I’ve mentioned in the past that I often divide finales/endings, at least of mass media, into two broad categories: the “Everybody goes their separate ways” ending and the “The adventure continues” ending. They’re both equally valid, conceptually, and the former is frequently the right narrative choice for a broad spectrum of stories; sometimes a piece of fiction ends in a place where characters have no choice other than to separate, but that doesn’t mean that I’m not sometimes bummed out by them. They can’t all be “God bless the brick house that was! God bless the brick house that is to be!” This is a definitive finale, and I don’t think it’s a surprise that the ending, despite concluding on an optimistic note, left me a little blue.
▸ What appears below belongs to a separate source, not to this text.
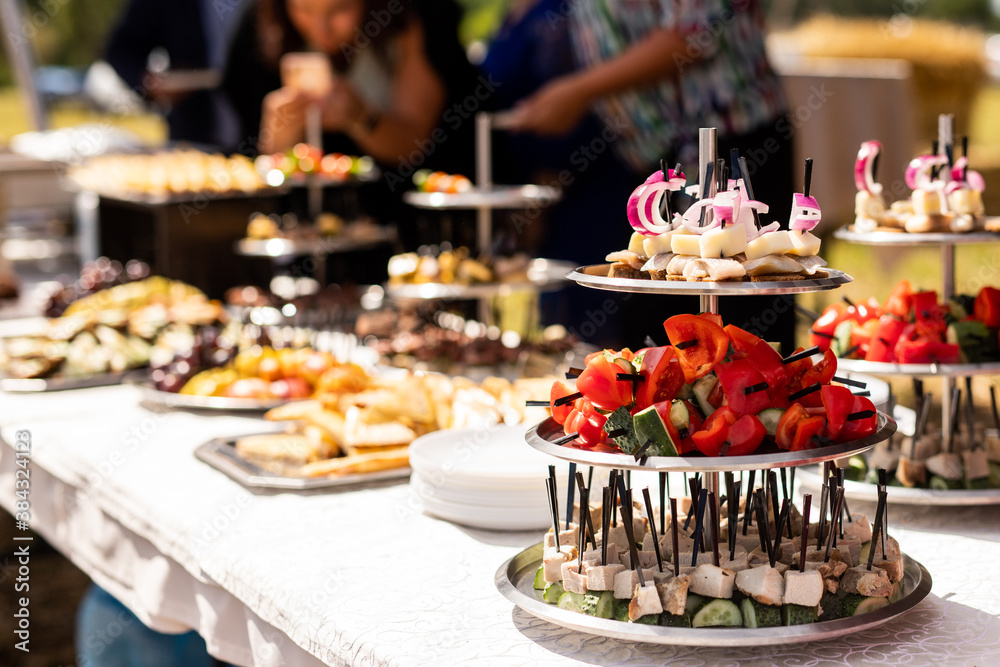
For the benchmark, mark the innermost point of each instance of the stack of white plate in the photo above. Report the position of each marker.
(484, 478)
That’s not to say that there weren’t jokes aplenty here (it took me until about the halfway mark for me to reach a point where it felt right to laugh, despite many gags throughout), but there’s a surge of love for the movie that feels more like people are just happy that there’s a good Marvel movie that everyone went to see rather than interacting with the text directly, because the text is weird in a way that mainstream audiences are normally more squeamish about. There were moments that made me think of Basket Case 2, of all things, which is a strange thing to say about a movie in this larger franchise, owned and operated by a monopolistic media empire. The consensus on this one is positive, and you can count me amongst that number, but at this point, these films have to advocate for themselves or not. This one does.